Error -36

crashprojects

Registered
I"m trying to copy about 12000 songs from my internal HD to an external so I can wipe my drive clean and start again. The problem is that I keep getting this "disk cannot be read from or written to" every few hundred songs. The songs have come from all over, and there is no common thread to how I acquired any of them. I've actually gotten this error when trying to copy several different file types to an external HD and I've no earthly idea why. I'm sure the drive is riddled with irreparable errors which is why I want to wipe it, but I need to get a lot of these files over before I do so.

Can anyone recommend some kind of utility that will identify and/or repair these corrupt files so I don't have to stop and start the transfer every 30 seconds?

Thanks.
 
I'm going to go out on a limb here and speculate that your external drive is formatted as FAT32 -- maybe you purchased the drive, plugged it in, and just ran with it without reformatting it first, or perhaps you need to retain compatibility with Windows computers and left it formatted as FAT32.

This is a common error with copying multiple files to a FAT32 drive with Mac OS X. I would highly recommend backing up the data on the external and reformatting it as "Mac OS (Extended)". That will maximize compatibility with your Mac as well as possibly alleviate the error message you're seeing.

If this is not the case, then whoa... my extrasensory powers must be failing me. Please explain if this is not the case.
 
It's Mac formatted and has been for the duration of it's life.

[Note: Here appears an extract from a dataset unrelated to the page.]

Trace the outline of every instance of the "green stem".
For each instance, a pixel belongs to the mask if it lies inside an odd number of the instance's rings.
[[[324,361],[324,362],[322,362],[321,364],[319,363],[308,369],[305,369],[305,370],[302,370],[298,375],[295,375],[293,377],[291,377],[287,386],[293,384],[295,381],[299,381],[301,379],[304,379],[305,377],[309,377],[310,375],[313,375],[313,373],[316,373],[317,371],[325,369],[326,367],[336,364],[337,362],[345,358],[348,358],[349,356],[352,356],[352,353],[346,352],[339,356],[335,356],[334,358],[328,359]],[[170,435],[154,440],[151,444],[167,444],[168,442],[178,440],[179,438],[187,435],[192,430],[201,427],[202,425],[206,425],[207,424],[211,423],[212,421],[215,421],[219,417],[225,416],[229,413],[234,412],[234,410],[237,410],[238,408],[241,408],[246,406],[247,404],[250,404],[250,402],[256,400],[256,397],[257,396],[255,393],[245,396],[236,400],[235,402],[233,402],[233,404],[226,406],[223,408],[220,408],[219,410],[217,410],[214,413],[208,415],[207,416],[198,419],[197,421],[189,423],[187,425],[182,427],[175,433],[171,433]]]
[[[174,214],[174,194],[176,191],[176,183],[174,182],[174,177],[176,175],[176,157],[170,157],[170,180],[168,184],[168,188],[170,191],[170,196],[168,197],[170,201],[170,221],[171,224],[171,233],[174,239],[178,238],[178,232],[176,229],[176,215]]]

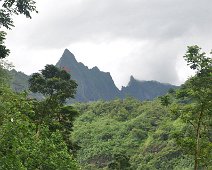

I'm tearing my hair out over this!

Perhaps you can recommend something other than wiping the drive? I ran disk warrior on it and it says there are irreparable errors so I'm thinking that's really all I can do.

Thanks-
 
If DiskWarrior can't resurrect it in place, then I don't know what other course of action you can take.

It seems like a complete backup of the data and a reformat (perhaps a repartition to write a new partition map on the drive) are the best things to do at this point.